Bryant and Lester Earl of Glen Oaks (Louisiana), who played collegiately at LSU and Kansas, tied for the Beach Ball dunk contest title. In a one-dunk playoff for the crown, Earl leaped over a basketball rack for a dunk and Bryant responded by jumping over three people.
“Everybody knew he was the No. 1 player in the country and he was going to be somebody really special,” Rhodes said. “. . . He put on a great show like all great players do. When you get players like that it’s a privilege to have them in Myrtle Beach playing in our tournament.
“Kobe walked around and spoke to people and signed autographs, and that’s where people will tell you they know Kobe Bryant personally.”
D’Antoni later got to see Bryant’s Mamba Mentality up close in two years as a Lakers assistant under his brother Mike D’Antoni in 2012-14, though Bryant tore his Achilles late in the 2012-13 season and played in just six games in 2013-14. “He trained hard to be good and he kept himself in physical condition and worked at his craft,” D’Antoni said.
Another Beach Ball alumnus, Myrtle Beach native Ramon Sessions, who played alongside Bryant for a portion of one of his 11 seasons in the NBA, was still in shock of the news Tuesday.
“It still feels so unreal right now that I am just at a loss for words, but what I can say is it was truly an honor to have the opportunity to play with him during my career,” said Sessions, who now serves as the New Orleans Pelicans’ director of team development and player engagement. “My heart goes out to the Bryant family and the other families who lost loved ones in this tragic accident.”
Another loss
Another influential former basketball coach and administrator with strong ties to Myrtle Beach – Gene Corrigan – also died over the past week.
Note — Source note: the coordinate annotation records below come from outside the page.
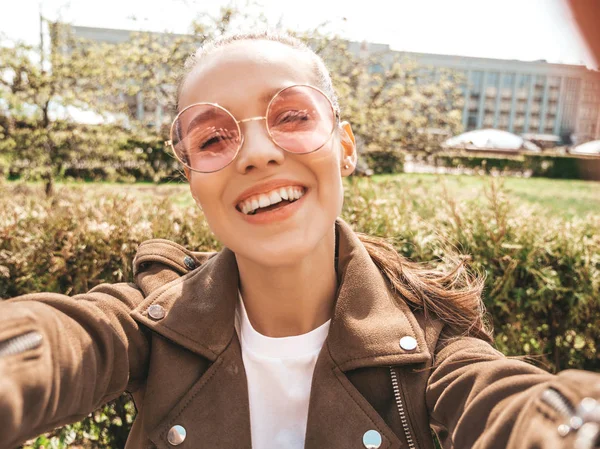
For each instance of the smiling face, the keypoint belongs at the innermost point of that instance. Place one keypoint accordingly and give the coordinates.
(238, 200)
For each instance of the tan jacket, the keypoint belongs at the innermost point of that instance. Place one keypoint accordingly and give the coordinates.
(169, 339)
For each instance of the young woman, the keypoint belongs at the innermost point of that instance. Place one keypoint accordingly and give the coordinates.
(300, 333)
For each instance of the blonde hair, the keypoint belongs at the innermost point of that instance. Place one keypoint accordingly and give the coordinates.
(453, 296)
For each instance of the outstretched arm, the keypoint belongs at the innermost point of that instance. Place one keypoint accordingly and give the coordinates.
(62, 357)
(478, 398)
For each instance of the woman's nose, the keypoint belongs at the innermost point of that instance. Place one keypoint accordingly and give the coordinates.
(258, 150)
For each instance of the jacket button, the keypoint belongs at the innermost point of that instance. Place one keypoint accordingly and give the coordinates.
(189, 263)
(408, 343)
(372, 439)
(176, 435)
(156, 312)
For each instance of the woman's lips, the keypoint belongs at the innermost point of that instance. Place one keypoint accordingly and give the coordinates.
(275, 215)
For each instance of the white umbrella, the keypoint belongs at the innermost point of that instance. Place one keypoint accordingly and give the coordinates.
(592, 148)
(490, 139)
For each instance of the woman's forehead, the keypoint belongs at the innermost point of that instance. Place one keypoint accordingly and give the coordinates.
(250, 69)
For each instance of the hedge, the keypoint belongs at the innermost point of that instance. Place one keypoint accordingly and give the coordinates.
(539, 165)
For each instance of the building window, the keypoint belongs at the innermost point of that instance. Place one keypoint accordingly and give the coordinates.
(524, 81)
(508, 79)
(476, 81)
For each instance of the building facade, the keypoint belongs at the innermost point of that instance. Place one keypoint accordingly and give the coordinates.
(522, 97)
(556, 100)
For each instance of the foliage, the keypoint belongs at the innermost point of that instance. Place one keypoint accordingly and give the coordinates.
(40, 87)
(540, 165)
(542, 276)
(390, 102)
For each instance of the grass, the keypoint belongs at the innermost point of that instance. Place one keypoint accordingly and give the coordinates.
(553, 197)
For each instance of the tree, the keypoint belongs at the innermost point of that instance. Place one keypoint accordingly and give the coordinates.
(392, 103)
(41, 88)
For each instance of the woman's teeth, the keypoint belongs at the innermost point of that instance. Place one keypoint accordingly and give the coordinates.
(252, 204)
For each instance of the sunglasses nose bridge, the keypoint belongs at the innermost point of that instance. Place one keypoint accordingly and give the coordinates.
(251, 119)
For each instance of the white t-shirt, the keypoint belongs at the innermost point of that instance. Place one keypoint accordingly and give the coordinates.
(279, 372)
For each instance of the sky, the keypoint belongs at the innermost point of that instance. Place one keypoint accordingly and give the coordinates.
(505, 29)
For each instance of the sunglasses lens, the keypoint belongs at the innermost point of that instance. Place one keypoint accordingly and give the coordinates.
(205, 138)
(300, 119)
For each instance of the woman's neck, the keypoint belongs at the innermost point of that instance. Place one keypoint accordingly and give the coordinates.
(292, 299)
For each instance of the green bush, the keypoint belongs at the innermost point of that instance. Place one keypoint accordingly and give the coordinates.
(540, 165)
(542, 276)
(384, 162)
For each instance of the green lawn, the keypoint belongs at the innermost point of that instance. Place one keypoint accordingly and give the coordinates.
(568, 198)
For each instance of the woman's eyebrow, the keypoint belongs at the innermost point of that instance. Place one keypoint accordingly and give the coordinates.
(268, 95)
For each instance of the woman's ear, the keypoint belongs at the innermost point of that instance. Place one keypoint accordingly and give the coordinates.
(349, 155)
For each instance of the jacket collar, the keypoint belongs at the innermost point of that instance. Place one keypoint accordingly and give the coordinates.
(367, 324)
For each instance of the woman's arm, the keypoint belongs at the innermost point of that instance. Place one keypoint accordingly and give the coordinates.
(478, 398)
(62, 357)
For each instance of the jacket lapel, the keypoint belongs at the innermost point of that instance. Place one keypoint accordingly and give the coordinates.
(366, 328)
(215, 411)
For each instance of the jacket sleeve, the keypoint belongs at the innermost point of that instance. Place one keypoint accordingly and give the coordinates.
(478, 398)
(63, 357)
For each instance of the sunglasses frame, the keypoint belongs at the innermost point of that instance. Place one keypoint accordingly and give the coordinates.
(251, 119)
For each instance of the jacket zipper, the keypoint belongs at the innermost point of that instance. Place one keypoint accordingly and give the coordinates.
(401, 411)
(587, 427)
(20, 343)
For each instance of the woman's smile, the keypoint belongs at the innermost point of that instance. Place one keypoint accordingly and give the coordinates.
(280, 209)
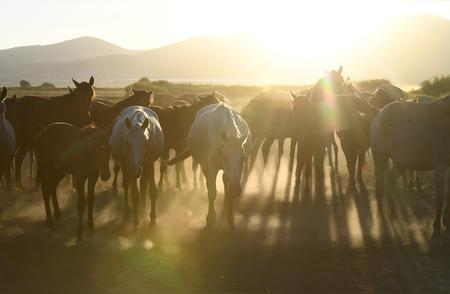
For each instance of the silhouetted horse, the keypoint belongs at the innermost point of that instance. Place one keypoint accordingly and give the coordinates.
(386, 94)
(268, 116)
(7, 142)
(35, 113)
(354, 116)
(136, 142)
(63, 149)
(312, 125)
(103, 114)
(414, 136)
(219, 139)
(176, 122)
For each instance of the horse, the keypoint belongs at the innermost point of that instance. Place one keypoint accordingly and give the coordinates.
(7, 142)
(386, 94)
(33, 114)
(354, 116)
(175, 122)
(414, 136)
(62, 148)
(219, 139)
(268, 116)
(103, 115)
(312, 126)
(136, 142)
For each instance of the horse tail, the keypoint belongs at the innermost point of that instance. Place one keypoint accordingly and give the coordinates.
(180, 157)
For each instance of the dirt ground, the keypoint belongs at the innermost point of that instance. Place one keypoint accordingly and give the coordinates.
(329, 243)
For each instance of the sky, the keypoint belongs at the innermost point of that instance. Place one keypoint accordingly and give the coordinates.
(145, 24)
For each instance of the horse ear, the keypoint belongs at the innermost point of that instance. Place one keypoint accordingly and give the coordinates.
(4, 93)
(293, 95)
(224, 136)
(145, 124)
(151, 99)
(75, 83)
(128, 123)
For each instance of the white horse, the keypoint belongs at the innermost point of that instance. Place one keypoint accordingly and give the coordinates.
(7, 141)
(219, 139)
(136, 143)
(415, 136)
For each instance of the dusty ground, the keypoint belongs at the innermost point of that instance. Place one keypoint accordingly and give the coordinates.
(335, 242)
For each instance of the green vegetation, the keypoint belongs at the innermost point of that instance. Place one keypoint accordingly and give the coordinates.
(371, 85)
(46, 85)
(25, 84)
(436, 86)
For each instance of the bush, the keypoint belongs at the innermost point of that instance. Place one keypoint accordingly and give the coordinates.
(436, 86)
(25, 84)
(47, 85)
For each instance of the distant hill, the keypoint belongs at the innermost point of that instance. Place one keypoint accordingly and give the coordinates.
(406, 51)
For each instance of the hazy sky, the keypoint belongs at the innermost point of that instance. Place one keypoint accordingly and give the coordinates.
(143, 24)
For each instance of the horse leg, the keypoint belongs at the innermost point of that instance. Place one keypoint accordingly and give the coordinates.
(116, 175)
(265, 149)
(194, 172)
(92, 180)
(318, 168)
(361, 160)
(135, 199)
(298, 171)
(446, 220)
(439, 174)
(20, 154)
(81, 180)
(153, 191)
(336, 152)
(143, 188)
(330, 156)
(45, 187)
(178, 175)
(31, 163)
(380, 165)
(228, 202)
(211, 176)
(125, 185)
(418, 181)
(292, 154)
(56, 204)
(163, 168)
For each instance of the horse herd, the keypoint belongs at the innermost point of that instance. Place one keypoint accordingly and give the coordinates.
(75, 134)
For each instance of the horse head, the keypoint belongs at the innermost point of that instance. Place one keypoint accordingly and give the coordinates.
(82, 95)
(2, 104)
(141, 97)
(102, 154)
(235, 148)
(331, 84)
(136, 140)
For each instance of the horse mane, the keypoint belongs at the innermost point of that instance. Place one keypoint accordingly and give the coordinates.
(229, 123)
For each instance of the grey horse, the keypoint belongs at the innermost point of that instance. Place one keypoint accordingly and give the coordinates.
(136, 143)
(415, 136)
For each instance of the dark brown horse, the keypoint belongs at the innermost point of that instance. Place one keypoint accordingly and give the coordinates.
(33, 114)
(176, 122)
(312, 126)
(61, 149)
(103, 114)
(354, 116)
(7, 142)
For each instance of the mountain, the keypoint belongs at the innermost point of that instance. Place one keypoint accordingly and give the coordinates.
(76, 49)
(406, 51)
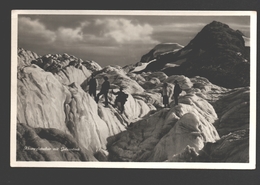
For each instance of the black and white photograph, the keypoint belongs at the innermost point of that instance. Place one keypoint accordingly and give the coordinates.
(133, 89)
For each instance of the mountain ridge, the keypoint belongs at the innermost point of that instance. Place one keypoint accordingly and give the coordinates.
(54, 109)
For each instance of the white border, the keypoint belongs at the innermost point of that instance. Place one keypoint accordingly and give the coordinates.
(144, 165)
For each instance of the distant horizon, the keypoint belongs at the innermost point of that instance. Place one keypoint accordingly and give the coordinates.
(113, 39)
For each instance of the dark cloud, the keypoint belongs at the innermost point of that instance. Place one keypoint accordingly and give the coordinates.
(112, 39)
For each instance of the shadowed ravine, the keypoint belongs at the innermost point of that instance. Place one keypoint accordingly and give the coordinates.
(57, 119)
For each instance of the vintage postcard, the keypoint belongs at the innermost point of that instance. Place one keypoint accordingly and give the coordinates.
(133, 89)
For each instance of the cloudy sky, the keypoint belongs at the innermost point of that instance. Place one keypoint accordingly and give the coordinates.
(112, 39)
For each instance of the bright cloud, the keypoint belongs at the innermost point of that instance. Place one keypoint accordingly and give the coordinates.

The former ACC Commissioner and NCAA president died Saturday at the age of 91. He was the Virginia athletic director when Rhodes began hosting the ACC spring basketball and football meetings in 1972 at Ocean Dunes Resort, where he was the general manager.
Corrigan served as ACC commissioner from 1987 to 1996 and continued to bring the conference meeting to Myrtle Beach until he retired.
“The Good Lord now has a commissioner to run the events, they’ve got a great coach in Morgan Wootten, and got one heck of a player in Kobe Bryant,” Rhodes said.
Staff writer David Wetzel contributed to this report.